To show his second collection, Gaeta took an innovative approach. He created an immersive experience in the intimate setting of the Room for Milly cocktail bar and showed off pieces from her UNFRAMED collection, featuring all of the monochrome black and white looks. He brought out three models wearing all-white dresses, and they became a canvas for Gaeta to start painting the dresses live.
“I wanted you to feel like you’re taking a piece of art out of a frame and wearing it like clothing,” he says. The audience sat sipping champagne as they watched Gaeta paint on the clothes to create living art before their eyes.
“People were kind of like, ‘Whoa, what’s going on?'” he wonders. “With each model I got dirtier and dirtier. I started to use my hands as instruments. By the time the third model came out, I was just in my element, everything around me died down, and it was just me, the painting and the girl. I got completely drenched in paint and there was this beautiful piece of art in front of everyone.
Audiences will have to wait and see what Gaeta brings with his new ready-to-wear collection to the Color of Fashion show, but he promises it will be different. Above all, he can’t wait for his grandmother to see the collection. The 89-year-old lived to see Gaeta’s early success in Denver.

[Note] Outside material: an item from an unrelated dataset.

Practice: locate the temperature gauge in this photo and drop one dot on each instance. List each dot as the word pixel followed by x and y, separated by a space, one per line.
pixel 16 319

“It’s something very special, because I feel that she is super proud of me,” he raves. “I think that was my only goal – to make her happy and thank her for showing me this talent, because now it’s my life.”
Alejandro Gaeta will present at Night One: Color of Fashion’s Garden of Green, 5 p.m. Friday, September 23, at Temple Denver, 1136 Broadway. Night Two: Museum of Glass takes place at 6 p.m. on Saturday, September 24 at the History Colorado Center, 1200 Broadway. Find tickets, $25 to $120, and more information at coloroffashionco.com.